Given The Kresge Foundation’s commitment to conservation and renewable energy, we commissioned an assessment of the environmental performance of our headquarters to explore to what extent it conserves resources and how might we improve its functioning. We learned a few things that we can share with others.

When we chose to renovate our headquarters some eight years ago, we were committed to creating a green building that would connect with our historic farmstead properties through thoughtful site planning, distinguished design and the highest possible environmental performance. The result is a gorgeous, light-filled facility with superb attention to architectural detail, a native landscape that both contributes to environmental stewardship and conveys a sense of tranquility within a bustling suburban surround, and one of the state’s first LEED (Leadership in Energy and Environmental Design) platinum-certified buildings. It is a wondrous place to work, and we are privileged to do so.

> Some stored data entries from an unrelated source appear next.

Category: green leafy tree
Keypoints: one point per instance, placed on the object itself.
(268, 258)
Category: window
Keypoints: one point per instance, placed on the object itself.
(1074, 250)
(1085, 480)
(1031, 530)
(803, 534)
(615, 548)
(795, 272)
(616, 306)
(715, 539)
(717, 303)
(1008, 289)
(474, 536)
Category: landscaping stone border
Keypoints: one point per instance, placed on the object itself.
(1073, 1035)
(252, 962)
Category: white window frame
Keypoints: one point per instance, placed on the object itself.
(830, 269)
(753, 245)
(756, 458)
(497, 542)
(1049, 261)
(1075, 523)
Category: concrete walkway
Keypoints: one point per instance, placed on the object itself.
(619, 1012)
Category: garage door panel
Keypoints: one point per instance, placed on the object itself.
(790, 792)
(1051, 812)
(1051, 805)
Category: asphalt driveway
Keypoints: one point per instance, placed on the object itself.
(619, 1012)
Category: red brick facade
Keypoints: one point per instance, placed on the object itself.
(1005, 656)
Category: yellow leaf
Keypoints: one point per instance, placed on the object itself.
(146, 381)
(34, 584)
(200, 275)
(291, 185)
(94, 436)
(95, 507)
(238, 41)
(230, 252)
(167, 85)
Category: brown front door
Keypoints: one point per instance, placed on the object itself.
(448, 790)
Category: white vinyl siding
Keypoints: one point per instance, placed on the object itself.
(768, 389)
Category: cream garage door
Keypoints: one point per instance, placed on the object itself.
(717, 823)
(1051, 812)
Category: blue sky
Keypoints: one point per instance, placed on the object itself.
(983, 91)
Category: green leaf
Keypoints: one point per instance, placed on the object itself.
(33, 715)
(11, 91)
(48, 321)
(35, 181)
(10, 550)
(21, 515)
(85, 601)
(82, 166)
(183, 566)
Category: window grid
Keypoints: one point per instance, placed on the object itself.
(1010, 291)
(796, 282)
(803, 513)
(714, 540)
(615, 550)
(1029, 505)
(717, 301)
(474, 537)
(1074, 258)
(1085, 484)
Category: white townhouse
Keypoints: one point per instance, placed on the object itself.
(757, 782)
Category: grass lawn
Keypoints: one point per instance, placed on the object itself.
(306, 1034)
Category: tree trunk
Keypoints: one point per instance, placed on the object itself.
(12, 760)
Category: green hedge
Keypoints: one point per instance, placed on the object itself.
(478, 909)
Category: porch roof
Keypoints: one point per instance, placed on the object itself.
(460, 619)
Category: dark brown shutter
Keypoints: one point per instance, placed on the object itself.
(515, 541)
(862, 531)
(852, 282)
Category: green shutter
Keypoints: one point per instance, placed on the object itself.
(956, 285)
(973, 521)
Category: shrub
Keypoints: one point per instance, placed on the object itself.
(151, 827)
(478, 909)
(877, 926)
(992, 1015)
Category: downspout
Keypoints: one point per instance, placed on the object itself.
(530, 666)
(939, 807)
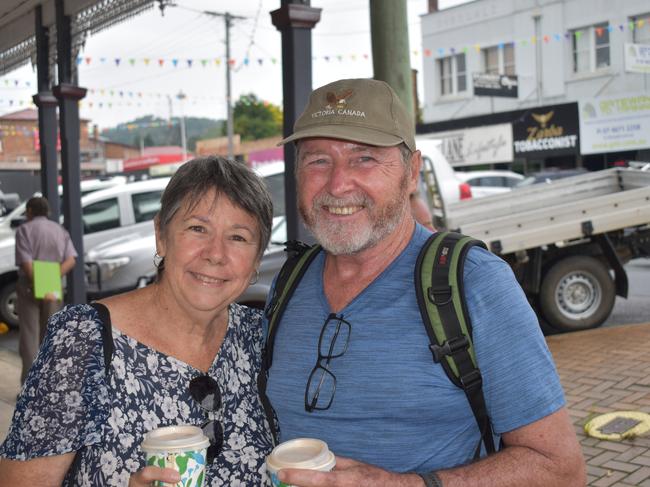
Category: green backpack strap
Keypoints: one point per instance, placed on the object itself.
(299, 257)
(441, 298)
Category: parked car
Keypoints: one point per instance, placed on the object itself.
(486, 183)
(443, 186)
(9, 224)
(126, 209)
(550, 175)
(124, 263)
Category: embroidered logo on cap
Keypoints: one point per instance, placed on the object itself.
(337, 105)
(339, 100)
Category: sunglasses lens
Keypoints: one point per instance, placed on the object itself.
(205, 390)
(214, 432)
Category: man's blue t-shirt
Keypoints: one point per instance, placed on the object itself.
(393, 406)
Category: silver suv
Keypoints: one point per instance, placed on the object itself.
(127, 209)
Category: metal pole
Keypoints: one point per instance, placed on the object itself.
(228, 18)
(538, 57)
(47, 118)
(390, 48)
(69, 95)
(295, 20)
(229, 121)
(181, 96)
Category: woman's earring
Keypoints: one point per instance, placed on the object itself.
(256, 277)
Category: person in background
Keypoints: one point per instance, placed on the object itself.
(351, 362)
(38, 239)
(184, 351)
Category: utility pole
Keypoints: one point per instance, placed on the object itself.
(181, 96)
(228, 18)
(295, 19)
(391, 59)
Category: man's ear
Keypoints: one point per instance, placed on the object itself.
(160, 241)
(416, 165)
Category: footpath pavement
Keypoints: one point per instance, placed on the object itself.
(607, 370)
(603, 370)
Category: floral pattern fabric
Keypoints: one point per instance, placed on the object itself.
(68, 403)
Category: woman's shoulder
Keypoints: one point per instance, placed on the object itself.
(74, 318)
(248, 323)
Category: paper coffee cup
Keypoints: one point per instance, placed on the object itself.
(308, 453)
(182, 448)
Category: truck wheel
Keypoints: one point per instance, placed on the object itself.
(9, 305)
(577, 293)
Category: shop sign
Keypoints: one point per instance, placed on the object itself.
(637, 58)
(495, 85)
(547, 131)
(481, 145)
(615, 123)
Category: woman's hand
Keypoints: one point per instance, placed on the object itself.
(150, 474)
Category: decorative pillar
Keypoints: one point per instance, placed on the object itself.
(68, 96)
(47, 126)
(295, 20)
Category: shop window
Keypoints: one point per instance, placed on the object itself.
(453, 74)
(590, 48)
(499, 59)
(641, 31)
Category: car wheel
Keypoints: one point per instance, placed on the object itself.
(577, 293)
(9, 305)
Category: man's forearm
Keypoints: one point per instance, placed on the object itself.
(516, 466)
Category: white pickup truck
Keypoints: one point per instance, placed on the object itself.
(566, 241)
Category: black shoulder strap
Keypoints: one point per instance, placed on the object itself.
(107, 334)
(441, 298)
(107, 344)
(299, 257)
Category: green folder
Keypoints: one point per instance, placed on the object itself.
(47, 278)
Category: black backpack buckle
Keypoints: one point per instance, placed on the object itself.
(440, 296)
(471, 380)
(450, 347)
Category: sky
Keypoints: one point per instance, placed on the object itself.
(173, 64)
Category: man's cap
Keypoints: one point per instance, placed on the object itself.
(359, 110)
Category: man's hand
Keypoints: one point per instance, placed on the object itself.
(349, 473)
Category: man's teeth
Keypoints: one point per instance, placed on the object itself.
(344, 210)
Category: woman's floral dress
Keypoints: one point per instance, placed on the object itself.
(68, 403)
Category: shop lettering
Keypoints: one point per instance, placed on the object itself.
(535, 133)
(564, 142)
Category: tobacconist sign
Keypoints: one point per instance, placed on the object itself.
(547, 131)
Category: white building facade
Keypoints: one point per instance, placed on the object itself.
(555, 59)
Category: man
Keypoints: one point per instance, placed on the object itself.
(371, 389)
(38, 239)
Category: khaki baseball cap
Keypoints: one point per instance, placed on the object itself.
(359, 110)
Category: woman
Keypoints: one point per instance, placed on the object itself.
(77, 424)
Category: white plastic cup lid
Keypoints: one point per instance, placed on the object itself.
(308, 453)
(181, 437)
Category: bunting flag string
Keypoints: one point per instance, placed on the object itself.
(355, 57)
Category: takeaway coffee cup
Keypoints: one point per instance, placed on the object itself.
(307, 453)
(182, 448)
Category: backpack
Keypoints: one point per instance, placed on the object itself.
(440, 296)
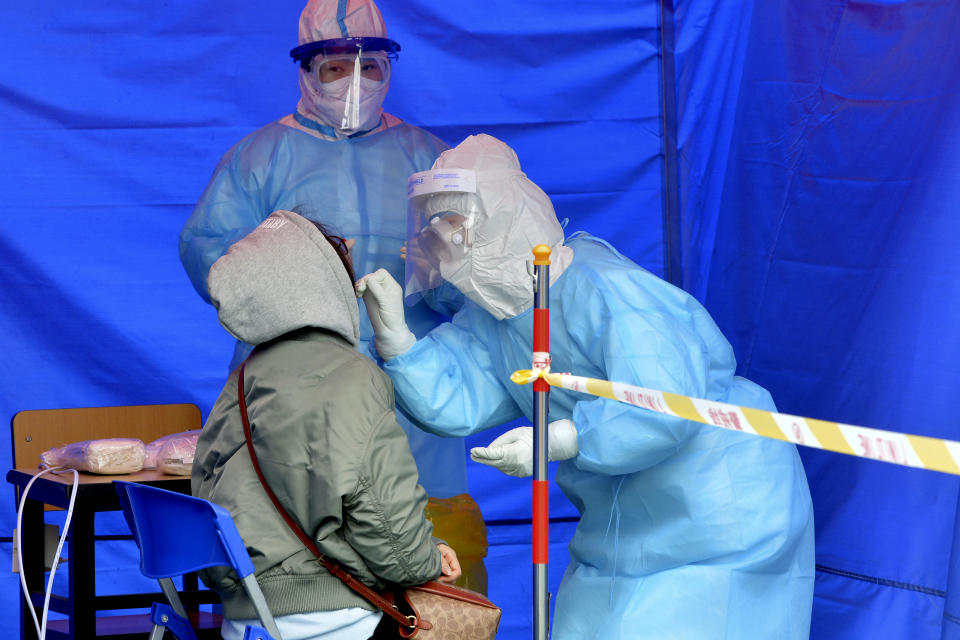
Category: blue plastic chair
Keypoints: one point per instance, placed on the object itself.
(179, 534)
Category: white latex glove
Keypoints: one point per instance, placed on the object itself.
(384, 299)
(512, 452)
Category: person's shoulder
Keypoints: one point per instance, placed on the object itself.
(600, 270)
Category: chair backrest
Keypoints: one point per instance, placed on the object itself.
(179, 534)
(36, 431)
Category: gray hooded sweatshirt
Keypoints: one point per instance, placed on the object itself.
(323, 429)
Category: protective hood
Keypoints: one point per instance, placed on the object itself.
(283, 276)
(518, 216)
(329, 20)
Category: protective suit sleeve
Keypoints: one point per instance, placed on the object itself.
(646, 338)
(448, 383)
(228, 210)
(385, 522)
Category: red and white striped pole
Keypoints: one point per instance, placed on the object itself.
(541, 410)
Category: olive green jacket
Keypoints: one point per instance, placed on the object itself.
(323, 428)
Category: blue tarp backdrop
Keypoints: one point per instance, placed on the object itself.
(795, 164)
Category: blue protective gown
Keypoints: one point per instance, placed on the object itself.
(687, 531)
(356, 187)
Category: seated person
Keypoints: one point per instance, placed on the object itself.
(687, 531)
(326, 437)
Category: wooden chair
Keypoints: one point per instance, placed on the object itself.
(36, 431)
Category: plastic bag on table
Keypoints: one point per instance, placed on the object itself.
(153, 448)
(175, 456)
(107, 456)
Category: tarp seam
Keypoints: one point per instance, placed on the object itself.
(883, 581)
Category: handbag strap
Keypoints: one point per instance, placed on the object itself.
(348, 579)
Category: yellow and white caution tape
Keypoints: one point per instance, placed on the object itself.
(863, 442)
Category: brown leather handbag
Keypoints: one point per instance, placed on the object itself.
(430, 611)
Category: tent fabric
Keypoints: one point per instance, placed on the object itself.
(816, 178)
(115, 115)
(834, 273)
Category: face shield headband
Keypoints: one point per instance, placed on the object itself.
(305, 53)
(444, 213)
(344, 84)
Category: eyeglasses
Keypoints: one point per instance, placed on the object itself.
(339, 244)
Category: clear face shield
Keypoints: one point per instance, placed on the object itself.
(350, 76)
(443, 215)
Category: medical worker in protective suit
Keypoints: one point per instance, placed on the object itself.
(687, 531)
(341, 160)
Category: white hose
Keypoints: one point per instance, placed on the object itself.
(42, 627)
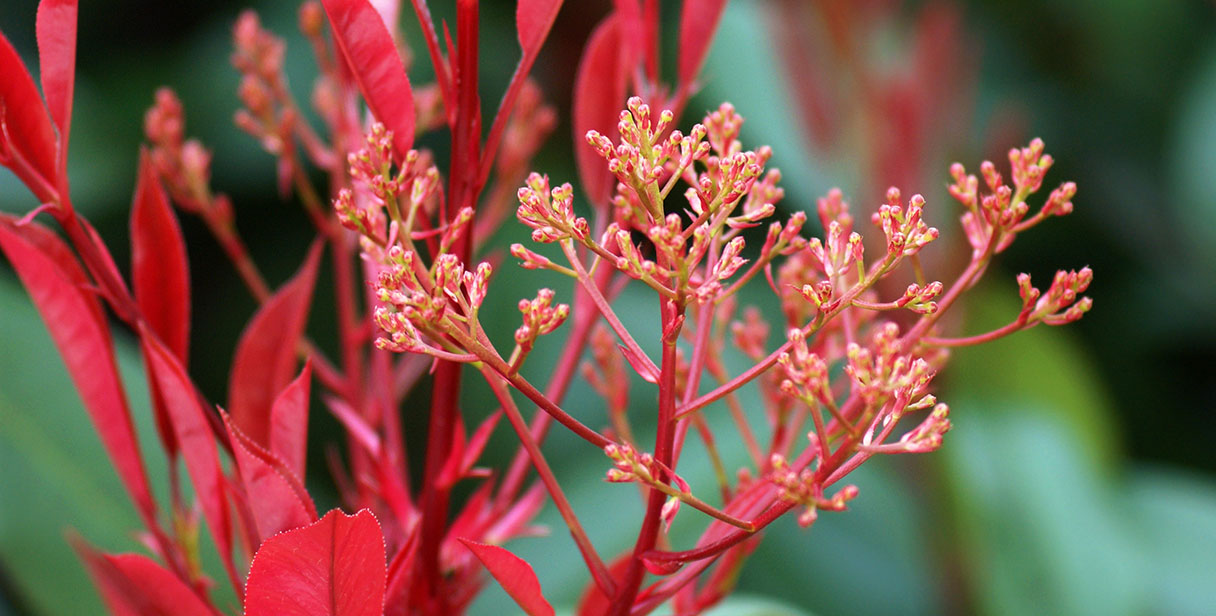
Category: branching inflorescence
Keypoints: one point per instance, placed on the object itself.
(690, 218)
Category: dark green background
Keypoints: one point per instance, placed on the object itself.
(1077, 479)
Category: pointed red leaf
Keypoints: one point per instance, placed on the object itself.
(698, 21)
(516, 576)
(598, 99)
(594, 602)
(133, 585)
(84, 344)
(159, 267)
(533, 22)
(195, 436)
(24, 119)
(265, 355)
(367, 46)
(288, 422)
(276, 497)
(54, 247)
(56, 29)
(331, 568)
(118, 295)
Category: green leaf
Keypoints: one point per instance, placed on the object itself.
(1037, 371)
(1175, 518)
(746, 605)
(1037, 527)
(1193, 158)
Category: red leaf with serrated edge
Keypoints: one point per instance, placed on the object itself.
(84, 344)
(514, 575)
(331, 568)
(133, 585)
(159, 267)
(195, 438)
(533, 22)
(598, 97)
(288, 422)
(367, 46)
(698, 21)
(27, 128)
(265, 355)
(56, 54)
(275, 496)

But we also realized that none of these qualities automatically translated into efficient building performance. Given the foundation’s commitment to energy conservation and renewable energy through our Environment Program, we thought it important to explore that proposition – to what extent and in what ways does our building conserve energy and resources and how might we improve its functioning? We hoped to learn something in the process that we might share with others in the field – whether the field of green buildings, philanthropy or commercial real estate generally.

We accordingly commissioned the Center for the Built Environment at the University of California at Berkeley to conduct an assessment of the environmental performance of our headquarters.  What follows is a brief overview of what they found. I also invite you to take a look at the full report as well.

Performance Successes

The report identified two areas of significant success: reduction of water usage and high occupant satisfaction.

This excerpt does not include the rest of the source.